Le problème avec ces critiques ouvertes, c’est qu’elles risquent d’entacher la crédibilité de la Réserve fédérale américaine.

De l’importance d’une Fed indépendante

La Fed, indépendante du pouvoir politique, a un double mandat: maximiser l’emploi et assurer la stabilité des prix au sein de l’économie américaine. Pourquoi cette indépendance? Parce que les responsables politiques tendent à embrasser une vision court-termiste des objectifs économiques, liée au rythme électoral. Si le pouvoir politique s’entêtait à constamment doper la croissance, l’inflation finirait par lui échapper, et minerait sérieusement cette croissance. Une Fed indépendante peut en quelque sorte «fermer le bar» avant que la fête ne dérape (c’est-à-dire avant toute surchauffe de l’inflation et de l’économie).

Par ses critiques, Donald Trump s’attribue le mérite des évolutions favorables et rejette sur la Fed la responsabilité de ce qui ne va pas.

Fredrik Skoglund, chief investment officer à la Bil

Dans les années 1970, la frontière entre le pouvoir politique et le contrôle de la politique monétaire s’est brouillée, entraînant des conséquences particulièrement dommageables. Arthur Burns, le président de la Fed à l’époque, cédait alors aux pressions de Nixon en maintenant des taux bas. Ce qui valut à la Fed une véritable perte de crédibilité dans son rôle de gardien de l’inflation, la hausse des prix se maintenant entre 3 et 12% annuellement, pendant près de 10 ans. Pour ramener l’inflation sous contrôle, la Fed a dû se résoudre à appliquer un taux directeur supérieur à 20%, ce qui a eu aussi pour effet de pénaliser la croissance américaine.
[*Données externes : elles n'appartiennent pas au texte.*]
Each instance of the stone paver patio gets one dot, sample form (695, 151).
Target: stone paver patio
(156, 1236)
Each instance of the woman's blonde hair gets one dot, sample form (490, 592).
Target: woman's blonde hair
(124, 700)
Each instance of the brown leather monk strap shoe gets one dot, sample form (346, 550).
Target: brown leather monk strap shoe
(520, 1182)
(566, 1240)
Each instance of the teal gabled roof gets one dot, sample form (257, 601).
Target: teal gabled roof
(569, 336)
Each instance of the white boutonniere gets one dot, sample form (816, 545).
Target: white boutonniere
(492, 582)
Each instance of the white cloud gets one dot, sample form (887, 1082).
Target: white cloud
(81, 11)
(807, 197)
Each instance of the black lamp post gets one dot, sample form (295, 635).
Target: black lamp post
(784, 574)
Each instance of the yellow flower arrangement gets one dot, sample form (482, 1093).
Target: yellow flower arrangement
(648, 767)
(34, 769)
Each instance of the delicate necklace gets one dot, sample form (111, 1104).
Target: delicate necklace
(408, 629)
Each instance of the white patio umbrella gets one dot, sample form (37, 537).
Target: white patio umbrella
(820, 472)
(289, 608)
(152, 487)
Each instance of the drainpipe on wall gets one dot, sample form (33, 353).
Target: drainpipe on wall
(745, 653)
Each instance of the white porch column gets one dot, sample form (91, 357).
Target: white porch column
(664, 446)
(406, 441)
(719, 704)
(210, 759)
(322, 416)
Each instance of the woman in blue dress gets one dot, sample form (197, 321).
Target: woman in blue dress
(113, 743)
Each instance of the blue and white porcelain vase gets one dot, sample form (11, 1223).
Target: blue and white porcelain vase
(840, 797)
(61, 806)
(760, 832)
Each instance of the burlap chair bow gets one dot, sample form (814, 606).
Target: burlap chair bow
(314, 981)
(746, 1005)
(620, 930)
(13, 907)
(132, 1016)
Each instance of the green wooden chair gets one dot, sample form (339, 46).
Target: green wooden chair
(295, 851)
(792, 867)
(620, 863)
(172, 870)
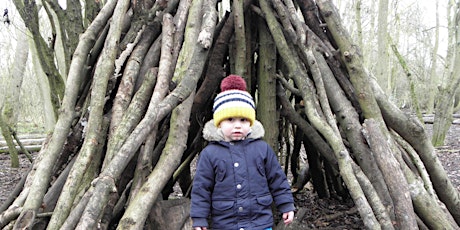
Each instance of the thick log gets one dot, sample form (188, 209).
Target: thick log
(30, 148)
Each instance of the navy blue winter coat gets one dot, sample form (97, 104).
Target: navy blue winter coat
(236, 182)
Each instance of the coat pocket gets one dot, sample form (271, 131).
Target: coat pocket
(220, 171)
(222, 205)
(265, 200)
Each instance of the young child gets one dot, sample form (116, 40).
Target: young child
(238, 175)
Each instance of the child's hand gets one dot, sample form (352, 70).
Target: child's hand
(288, 217)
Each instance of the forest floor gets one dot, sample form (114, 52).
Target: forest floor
(314, 213)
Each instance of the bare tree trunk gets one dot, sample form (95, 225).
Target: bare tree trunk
(141, 87)
(10, 107)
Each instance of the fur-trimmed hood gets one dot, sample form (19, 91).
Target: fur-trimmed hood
(213, 133)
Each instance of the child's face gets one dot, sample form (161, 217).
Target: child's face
(235, 128)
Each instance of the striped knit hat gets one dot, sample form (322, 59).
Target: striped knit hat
(233, 101)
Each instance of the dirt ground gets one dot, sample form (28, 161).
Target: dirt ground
(314, 213)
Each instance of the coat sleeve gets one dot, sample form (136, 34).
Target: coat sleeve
(278, 183)
(201, 191)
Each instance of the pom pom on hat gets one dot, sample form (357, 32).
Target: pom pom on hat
(233, 82)
(233, 101)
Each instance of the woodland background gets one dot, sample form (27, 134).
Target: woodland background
(410, 48)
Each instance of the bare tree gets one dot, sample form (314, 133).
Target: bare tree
(140, 86)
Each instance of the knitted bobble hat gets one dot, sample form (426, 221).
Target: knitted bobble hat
(233, 101)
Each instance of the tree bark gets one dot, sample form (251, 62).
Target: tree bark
(141, 87)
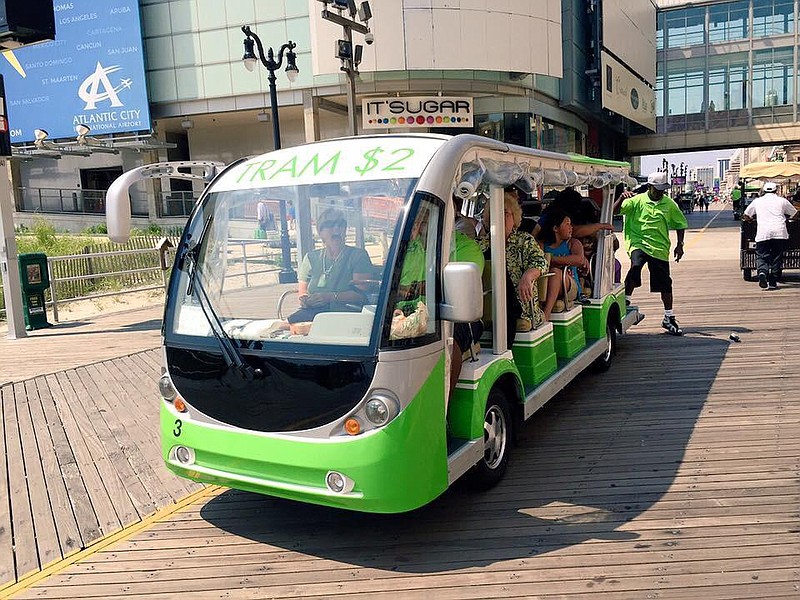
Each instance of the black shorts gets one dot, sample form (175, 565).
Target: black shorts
(461, 334)
(660, 280)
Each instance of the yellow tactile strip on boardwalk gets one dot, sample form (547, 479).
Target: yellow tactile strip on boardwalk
(106, 542)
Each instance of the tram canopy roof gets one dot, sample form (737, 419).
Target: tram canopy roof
(771, 170)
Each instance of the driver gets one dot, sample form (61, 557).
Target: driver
(326, 276)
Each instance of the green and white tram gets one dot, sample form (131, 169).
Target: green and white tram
(348, 407)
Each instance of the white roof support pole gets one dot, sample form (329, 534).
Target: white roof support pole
(497, 231)
(9, 264)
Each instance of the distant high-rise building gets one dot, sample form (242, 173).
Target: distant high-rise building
(705, 177)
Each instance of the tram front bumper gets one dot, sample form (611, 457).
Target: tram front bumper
(393, 469)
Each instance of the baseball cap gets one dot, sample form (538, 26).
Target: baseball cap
(658, 180)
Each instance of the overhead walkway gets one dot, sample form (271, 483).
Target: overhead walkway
(719, 130)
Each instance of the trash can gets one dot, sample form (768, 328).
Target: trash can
(35, 280)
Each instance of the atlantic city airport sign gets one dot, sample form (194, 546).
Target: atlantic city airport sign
(91, 74)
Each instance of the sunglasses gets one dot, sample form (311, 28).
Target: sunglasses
(332, 224)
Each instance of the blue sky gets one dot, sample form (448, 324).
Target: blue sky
(692, 159)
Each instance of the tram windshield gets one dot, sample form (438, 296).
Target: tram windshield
(333, 211)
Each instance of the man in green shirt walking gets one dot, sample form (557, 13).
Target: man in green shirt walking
(649, 216)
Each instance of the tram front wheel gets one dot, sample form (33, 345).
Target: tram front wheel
(603, 362)
(497, 436)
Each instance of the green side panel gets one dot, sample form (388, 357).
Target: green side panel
(466, 411)
(395, 469)
(569, 339)
(596, 315)
(536, 363)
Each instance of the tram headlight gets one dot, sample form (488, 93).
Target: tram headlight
(183, 455)
(381, 408)
(339, 483)
(168, 391)
(377, 412)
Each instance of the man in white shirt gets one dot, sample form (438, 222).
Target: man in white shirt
(770, 212)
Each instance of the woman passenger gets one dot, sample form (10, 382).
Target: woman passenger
(525, 262)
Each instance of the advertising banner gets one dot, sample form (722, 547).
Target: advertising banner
(91, 74)
(626, 94)
(416, 111)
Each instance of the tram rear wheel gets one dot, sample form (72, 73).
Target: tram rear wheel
(497, 436)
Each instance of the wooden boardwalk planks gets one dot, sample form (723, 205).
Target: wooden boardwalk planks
(674, 475)
(82, 460)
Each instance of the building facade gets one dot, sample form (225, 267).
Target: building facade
(534, 73)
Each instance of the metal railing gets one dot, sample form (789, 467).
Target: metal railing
(62, 200)
(87, 270)
(141, 273)
(93, 202)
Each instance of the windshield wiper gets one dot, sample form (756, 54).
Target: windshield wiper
(233, 358)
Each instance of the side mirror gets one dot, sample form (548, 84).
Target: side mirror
(463, 293)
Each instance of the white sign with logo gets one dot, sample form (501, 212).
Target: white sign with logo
(416, 111)
(626, 94)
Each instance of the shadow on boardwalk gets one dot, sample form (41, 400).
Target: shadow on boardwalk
(596, 457)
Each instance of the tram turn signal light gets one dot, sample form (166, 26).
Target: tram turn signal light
(352, 426)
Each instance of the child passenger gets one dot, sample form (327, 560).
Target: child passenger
(567, 253)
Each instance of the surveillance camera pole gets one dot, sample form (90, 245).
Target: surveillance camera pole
(9, 264)
(349, 65)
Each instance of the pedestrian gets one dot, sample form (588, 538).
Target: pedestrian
(770, 212)
(649, 216)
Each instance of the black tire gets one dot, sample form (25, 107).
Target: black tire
(603, 362)
(497, 437)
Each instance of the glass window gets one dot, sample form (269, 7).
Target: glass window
(414, 304)
(772, 17)
(773, 77)
(727, 81)
(559, 138)
(727, 22)
(685, 84)
(685, 27)
(491, 125)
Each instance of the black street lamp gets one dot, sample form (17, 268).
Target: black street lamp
(286, 274)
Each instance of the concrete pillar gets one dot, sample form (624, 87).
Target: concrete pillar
(311, 115)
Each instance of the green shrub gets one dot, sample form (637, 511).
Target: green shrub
(44, 232)
(151, 229)
(98, 229)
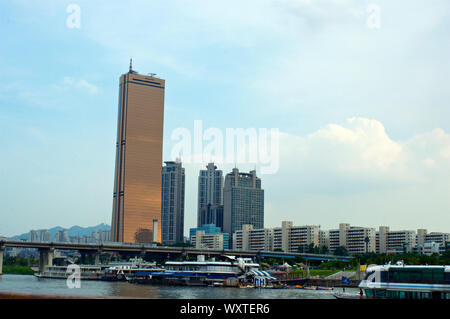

Par ses critiques, Donald Trump s’attribue le mérite des évolutions favorables et rejette sur la Fed la responsabilité de ce qui ne va pas – à plus forte raison, dès lors que les élections de mi-mandat approchent. Mais user de la politique monétaire comme d’un punching-ball a d’autres implications que de gagner en popularité. La crédibilité de la banque centrale américaine est ici en jeu et les investisseurs pourraient finir par douter de la trajectoire annoncée. Cette incertitude sur la politique monétaire américaine risquerait d’impacter négativement le cours du dollar et de miner la confiance du marché. À l’inverse, la Fed pourrait vouloir asseoir plus fermement son indépendance en durcissant davantage sa politique.